A home is listed for sale in San Rafael. According to a report from WalletHub, California ranks 17th nationwide for the lowest property taxes in 2015.
(Justin Sullivan / Getty Images)

Here’s a bright spot in the middle of tax season -- at least Californians, on average, don’t have to pay as much in property taxes as residents of Vermont, Michigan and New Jersey.

With an average tax of $1,431, California came in 17th in a nationwide ranking of property taxes in 2015, according to a report by consumer financial website WalletHub.

Hawaii had the cheapest property taxes with an average of $482; New Jersey was most expensive at $3,971, the website said.

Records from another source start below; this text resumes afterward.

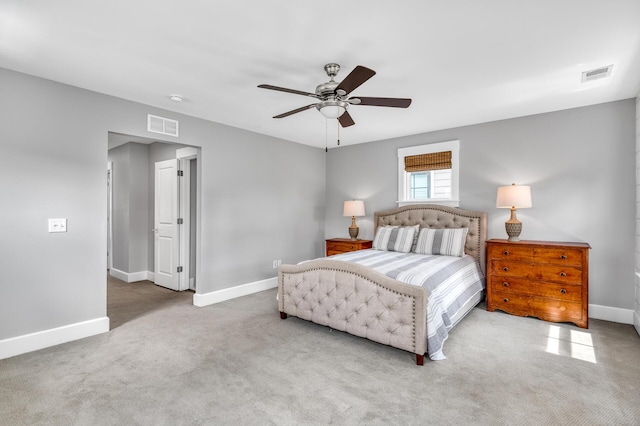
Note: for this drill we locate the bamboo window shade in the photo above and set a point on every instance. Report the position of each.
(425, 162)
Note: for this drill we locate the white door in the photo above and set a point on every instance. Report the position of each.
(166, 247)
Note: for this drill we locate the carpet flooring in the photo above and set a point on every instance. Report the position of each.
(166, 362)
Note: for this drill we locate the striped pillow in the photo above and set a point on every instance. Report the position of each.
(395, 238)
(448, 242)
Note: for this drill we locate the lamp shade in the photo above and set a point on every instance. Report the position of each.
(353, 208)
(332, 111)
(514, 196)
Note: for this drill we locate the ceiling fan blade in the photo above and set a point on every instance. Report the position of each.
(295, 111)
(391, 102)
(358, 76)
(345, 120)
(284, 89)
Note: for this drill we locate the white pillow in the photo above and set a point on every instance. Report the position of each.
(395, 238)
(448, 241)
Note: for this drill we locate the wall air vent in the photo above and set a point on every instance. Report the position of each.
(596, 74)
(162, 125)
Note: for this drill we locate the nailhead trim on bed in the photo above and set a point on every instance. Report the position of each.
(440, 217)
(301, 307)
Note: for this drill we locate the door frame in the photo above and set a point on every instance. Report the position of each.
(109, 215)
(184, 157)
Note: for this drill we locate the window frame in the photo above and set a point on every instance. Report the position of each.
(403, 176)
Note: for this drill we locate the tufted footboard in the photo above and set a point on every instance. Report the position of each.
(357, 300)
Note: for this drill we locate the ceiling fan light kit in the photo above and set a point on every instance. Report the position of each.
(333, 96)
(332, 109)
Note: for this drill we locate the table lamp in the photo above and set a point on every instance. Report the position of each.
(353, 208)
(513, 197)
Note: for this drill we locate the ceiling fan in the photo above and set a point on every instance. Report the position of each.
(333, 96)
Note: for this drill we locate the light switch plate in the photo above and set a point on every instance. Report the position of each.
(57, 225)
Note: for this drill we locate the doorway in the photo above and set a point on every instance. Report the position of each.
(131, 247)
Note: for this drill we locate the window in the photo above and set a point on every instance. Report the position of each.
(429, 174)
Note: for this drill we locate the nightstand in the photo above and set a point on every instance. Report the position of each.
(542, 279)
(345, 245)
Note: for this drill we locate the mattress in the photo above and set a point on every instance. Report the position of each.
(454, 285)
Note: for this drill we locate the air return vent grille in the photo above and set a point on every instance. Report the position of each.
(596, 74)
(162, 125)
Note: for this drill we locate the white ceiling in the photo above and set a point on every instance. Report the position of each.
(461, 61)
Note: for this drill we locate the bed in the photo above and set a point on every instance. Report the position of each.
(373, 299)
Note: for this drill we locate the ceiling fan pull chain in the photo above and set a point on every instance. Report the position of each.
(326, 136)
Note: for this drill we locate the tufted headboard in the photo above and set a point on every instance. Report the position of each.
(437, 216)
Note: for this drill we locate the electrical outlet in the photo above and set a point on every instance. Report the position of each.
(57, 225)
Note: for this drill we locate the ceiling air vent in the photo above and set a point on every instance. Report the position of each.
(162, 125)
(596, 74)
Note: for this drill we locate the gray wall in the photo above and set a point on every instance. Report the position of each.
(260, 199)
(636, 315)
(580, 164)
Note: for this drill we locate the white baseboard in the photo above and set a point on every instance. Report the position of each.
(131, 277)
(607, 313)
(52, 337)
(213, 297)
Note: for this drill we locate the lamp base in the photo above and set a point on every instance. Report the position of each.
(513, 230)
(353, 232)
(513, 227)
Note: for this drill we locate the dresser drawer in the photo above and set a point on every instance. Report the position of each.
(558, 256)
(514, 253)
(345, 245)
(519, 286)
(548, 272)
(543, 308)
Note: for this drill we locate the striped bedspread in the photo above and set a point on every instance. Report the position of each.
(454, 285)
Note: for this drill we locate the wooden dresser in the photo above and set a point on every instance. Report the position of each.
(543, 279)
(344, 245)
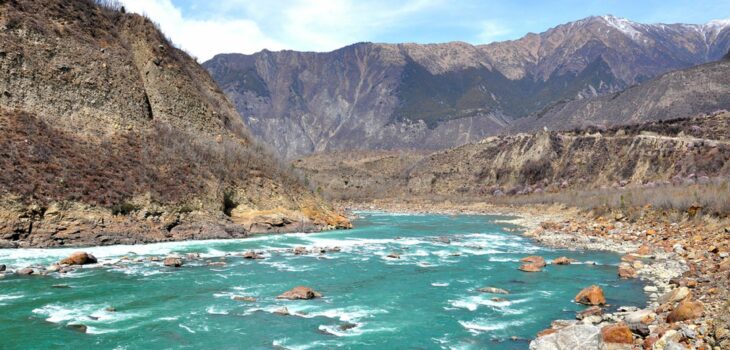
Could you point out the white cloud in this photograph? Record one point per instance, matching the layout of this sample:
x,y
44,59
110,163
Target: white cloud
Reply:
x,y
314,25
204,38
492,31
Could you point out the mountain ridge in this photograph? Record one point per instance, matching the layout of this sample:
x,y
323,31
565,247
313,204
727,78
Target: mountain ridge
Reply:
x,y
435,96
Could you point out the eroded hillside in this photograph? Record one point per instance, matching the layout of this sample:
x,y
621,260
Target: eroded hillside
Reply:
x,y
109,134
680,151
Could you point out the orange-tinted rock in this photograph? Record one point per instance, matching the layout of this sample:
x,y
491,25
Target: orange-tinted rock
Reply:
x,y
617,334
686,310
643,250
530,268
534,259
626,271
303,293
79,258
592,295
545,332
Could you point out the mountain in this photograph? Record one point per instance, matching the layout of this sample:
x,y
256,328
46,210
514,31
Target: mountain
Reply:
x,y
678,94
398,96
649,154
109,134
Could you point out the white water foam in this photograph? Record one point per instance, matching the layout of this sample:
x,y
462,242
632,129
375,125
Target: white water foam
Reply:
x,y
488,325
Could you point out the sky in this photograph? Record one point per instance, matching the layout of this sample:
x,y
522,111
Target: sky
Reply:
x,y
205,28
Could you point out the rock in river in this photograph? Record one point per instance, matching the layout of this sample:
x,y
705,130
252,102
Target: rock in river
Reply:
x,y
535,260
571,337
252,255
493,290
172,261
78,258
592,295
616,334
301,292
25,272
686,310
563,260
530,268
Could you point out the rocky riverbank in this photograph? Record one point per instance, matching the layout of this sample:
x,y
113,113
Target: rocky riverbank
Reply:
x,y
682,258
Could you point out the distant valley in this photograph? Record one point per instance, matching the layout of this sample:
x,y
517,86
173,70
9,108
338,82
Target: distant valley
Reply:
x,y
408,96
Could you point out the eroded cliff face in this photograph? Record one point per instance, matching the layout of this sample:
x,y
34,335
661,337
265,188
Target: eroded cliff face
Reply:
x,y
109,134
648,154
408,96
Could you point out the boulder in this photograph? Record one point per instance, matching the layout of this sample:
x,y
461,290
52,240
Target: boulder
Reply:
x,y
640,316
617,334
669,337
563,261
572,337
674,295
493,290
25,272
172,261
244,298
78,258
591,311
724,265
592,295
252,255
626,271
686,310
300,293
283,311
77,327
643,250
530,268
535,260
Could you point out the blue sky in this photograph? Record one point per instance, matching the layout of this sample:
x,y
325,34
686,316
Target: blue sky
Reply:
x,y
205,28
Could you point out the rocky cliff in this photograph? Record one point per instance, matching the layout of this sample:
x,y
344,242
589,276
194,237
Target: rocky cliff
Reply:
x,y
379,96
683,93
686,150
109,134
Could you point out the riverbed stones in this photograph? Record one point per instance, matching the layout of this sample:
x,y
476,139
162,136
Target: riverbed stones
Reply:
x,y
252,255
300,293
626,271
78,328
530,268
535,260
244,298
172,261
591,311
563,260
686,310
282,311
674,295
592,295
579,336
493,290
78,258
25,272
616,334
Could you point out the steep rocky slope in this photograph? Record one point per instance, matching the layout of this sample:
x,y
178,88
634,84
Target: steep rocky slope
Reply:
x,y
381,96
109,134
675,151
701,89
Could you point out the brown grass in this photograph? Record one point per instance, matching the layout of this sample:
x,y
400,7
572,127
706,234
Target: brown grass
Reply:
x,y
713,198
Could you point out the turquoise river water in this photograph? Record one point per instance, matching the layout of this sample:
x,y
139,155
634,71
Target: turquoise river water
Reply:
x,y
427,299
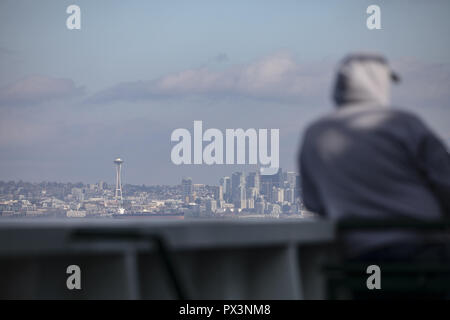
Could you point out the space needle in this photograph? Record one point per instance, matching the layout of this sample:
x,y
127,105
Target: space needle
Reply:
x,y
118,194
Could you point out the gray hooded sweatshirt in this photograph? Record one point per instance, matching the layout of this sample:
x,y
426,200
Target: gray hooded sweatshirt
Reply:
x,y
367,160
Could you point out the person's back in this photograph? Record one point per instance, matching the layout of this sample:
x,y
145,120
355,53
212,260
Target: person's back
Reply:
x,y
369,161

WalletHub calculated each state’s property tax rate by dividing the median real estate tax payment by the median home price.

California’s property taxes are held down by Proposition 13, passed in 1978. The measure caps property taxes at 1% of the assessed value of a home at the time of purchase and prevents taxes from increasing more than 2% a year unless there is a sale or major renovation.


“I would say that Prop. 13 definitely helped California’s ranking here,” said Jill Gonzalez, spokeswoman for WalletHub. “We might have seen it drop more to the middle of the pack without it.”

Politics also seemed to play a role in a state’s ranking. Property taxes were 39% higher on average in blue states than red states, the study found. The website based those designations on how the state voted in the 2012 presidential election.